# In need of a guardian, but which one?



## GraysGardens (Oct 1, 2011)

This summer i have lost 3 sheep 1 goat and 5 chickens . There are coyotes, foxes, skunks, opossums, and snakes around our place but they aren't the problem. The problem is domesticated dogs and the irresponsible owners who let them roam free. I need a guard animal that will keep out dogs as well as the other critters if they happen to come around, but not try to kill my little dachshund. Anyone have any thoughts on what animal/dog breed would be best for this situation? I was thinking a dog would be the most competent ( and less temperamental than a donkey)  but I'm kind of scared to get one as I don't know how to train a LGD and my only big dog experience was with my husband's Great Dane that had a horrible adolescent stage and dominance issues with me and I couldn't train him, but I'm willing to learn how to train an LGD and I trained my weenie dog(very well behaved dog) but i realize there is a lot of difference between the two.

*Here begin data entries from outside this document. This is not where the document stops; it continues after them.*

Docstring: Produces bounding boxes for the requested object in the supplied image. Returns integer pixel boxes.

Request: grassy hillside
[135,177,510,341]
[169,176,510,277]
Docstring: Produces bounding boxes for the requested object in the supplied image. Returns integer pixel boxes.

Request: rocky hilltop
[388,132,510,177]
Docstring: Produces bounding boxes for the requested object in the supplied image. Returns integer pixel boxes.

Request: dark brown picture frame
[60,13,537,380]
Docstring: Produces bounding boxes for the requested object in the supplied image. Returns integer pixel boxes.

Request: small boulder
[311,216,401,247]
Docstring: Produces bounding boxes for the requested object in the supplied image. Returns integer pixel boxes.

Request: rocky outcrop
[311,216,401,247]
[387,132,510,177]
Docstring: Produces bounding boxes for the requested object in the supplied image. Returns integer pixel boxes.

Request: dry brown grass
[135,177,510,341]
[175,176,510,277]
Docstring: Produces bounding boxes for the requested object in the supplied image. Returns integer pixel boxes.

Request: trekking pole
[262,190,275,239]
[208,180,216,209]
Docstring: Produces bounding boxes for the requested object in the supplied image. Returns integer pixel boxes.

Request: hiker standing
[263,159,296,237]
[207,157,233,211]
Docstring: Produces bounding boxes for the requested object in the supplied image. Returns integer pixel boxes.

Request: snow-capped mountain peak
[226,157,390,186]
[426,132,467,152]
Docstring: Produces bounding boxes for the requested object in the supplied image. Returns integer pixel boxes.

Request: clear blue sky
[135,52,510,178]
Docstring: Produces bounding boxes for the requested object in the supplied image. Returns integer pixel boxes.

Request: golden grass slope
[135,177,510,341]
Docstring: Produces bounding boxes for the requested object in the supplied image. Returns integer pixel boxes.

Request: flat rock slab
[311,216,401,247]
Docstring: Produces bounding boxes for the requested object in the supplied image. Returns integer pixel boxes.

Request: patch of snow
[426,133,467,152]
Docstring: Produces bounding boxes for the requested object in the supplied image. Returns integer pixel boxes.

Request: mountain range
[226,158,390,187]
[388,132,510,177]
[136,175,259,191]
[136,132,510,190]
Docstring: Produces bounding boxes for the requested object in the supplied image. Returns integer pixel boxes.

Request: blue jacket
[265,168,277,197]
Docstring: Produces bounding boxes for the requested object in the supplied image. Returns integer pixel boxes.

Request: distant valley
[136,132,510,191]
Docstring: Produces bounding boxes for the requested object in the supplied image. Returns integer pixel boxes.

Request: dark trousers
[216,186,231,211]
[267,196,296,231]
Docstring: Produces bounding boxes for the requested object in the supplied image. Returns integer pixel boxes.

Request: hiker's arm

Also does anyone have any experience with sarplaninac dogs?



                                                                                          Thanx


----------



## elevan (Oct 1, 2011)

I'm gonna say an LGD is gonna be best for you.  A llama would stomp your little dog to death and a donkey might too.  A dog would be more easily trained to accept your little dog and deter any strange dogs.


----------



## Ms. Research (Oct 1, 2011)

I have to agree with Elevan regarding getting a dog.

My suggestion is start calling around for breeders of LGD.  There's a thread about LGD's on this forum.  Look at their examples. Then talk to the breeders and let them know what your issues are at your farm and that you are experienced somewhat with larger breeds.  Believe me if you can teach a Dachshund to mind, you can teach a big dog.   I had issues with my Kuvacz when he was in his teens, but it all worked out.   Though I wasn't training for LGD, there are others out there who do.  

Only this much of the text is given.